The system works via messages by mail, SMS and email to inform the recipient of the time and place for their first dose of vaccine to be administered. The information is contained in a QR code or barcode, and the person is to register online.
But for many of the more disadvantaged in society – including many elderly people – those arrangements present challenges most people would not experience.
“We are concerned that the most vulnerable people will not use the vaccine that is offered free of charge,” Henk Van Hootegem, coordinator at the Interfederal Support Centre for Combating Poverty, told De Morgen.
“There are several reasons for this. Maybe there are people who do not want a vaccine, but there will also be those who drop out because they find the whole procedure too complicated or do not know how to get there.”
The first obstacle to be faced is the letter each person over 18 will receive, workers in the field say.
“There is a risk that a lot of people will not even understand the letter. It would be good to work with more visual elements,” said Van Hootegem.
Sara Willems, professor in the department of public health and primary care at Ghent university, shares the concerns.
“The letter is not only complex. There are also few options for adding local information. At the moment, cities and towns can only add the number of the local call centre. Explaining how someone can easily get to the local centre is not an option.”
Then there is the question of the means of communication used. In the first place, homeless people have no way of receiving a letter, never mind a way of responding. And the use of QR codes and online registration is beyond the capabilities of many.
According to estimates, some 30% of the Belgian population have a low health literacy – the ability to broadly understand a disease and a treatment.
And reaching those people – as well as the poor who may simply not have the means at their disposal – is crucial if the required levels of immunity to the virus are to be reached for the life of society to return to any semblance of normality.
“If the people who are not vaccinated only occur within certain groups or neighbourhoods, you risk local and rapidly spreading outbreaks of infection,” said Prof. Willems.
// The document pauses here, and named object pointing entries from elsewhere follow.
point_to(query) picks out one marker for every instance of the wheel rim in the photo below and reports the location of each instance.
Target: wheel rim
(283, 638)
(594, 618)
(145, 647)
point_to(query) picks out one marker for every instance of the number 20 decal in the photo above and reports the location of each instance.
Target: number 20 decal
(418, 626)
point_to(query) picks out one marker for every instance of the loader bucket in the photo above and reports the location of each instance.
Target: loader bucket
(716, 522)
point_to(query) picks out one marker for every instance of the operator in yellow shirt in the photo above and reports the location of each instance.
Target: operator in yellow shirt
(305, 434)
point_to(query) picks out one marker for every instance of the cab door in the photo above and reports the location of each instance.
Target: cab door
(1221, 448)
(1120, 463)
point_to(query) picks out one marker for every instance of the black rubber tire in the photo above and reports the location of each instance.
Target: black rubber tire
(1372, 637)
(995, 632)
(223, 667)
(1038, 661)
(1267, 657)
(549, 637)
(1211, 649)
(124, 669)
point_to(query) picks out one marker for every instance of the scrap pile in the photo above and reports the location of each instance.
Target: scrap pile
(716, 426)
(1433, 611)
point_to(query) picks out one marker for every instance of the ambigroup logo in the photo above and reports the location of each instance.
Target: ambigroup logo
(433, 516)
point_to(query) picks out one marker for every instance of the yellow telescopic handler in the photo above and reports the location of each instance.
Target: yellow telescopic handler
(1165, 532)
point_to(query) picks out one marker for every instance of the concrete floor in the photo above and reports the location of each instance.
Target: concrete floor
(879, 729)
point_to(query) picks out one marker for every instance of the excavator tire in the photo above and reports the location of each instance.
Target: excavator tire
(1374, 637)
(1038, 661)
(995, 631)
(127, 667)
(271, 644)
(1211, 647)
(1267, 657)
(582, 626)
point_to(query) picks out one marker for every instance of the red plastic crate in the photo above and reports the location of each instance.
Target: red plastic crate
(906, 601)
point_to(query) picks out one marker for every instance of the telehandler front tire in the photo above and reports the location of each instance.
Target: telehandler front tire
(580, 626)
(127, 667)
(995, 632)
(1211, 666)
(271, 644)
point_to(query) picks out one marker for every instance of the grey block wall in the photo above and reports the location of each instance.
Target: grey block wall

Workers in the sector have several suggestions, including mobile teams able to come to vulnerable people where they are to save them from having to travel, including in homeless shelters; local campaigns of registration; clear assurances that the information gathered will not be used for other purposes; and above all coordination of all efforts and support where needed.
“The barrier to the vaccination centres must be as low as possible,” said Barbara Goethals of the Brussels Poverty Platform, speaking to Bruzz.
“For example, people should also be able to go to certain places without an appointment. They can then do the registration and vaccination on the spot. Everything can be done in one go.”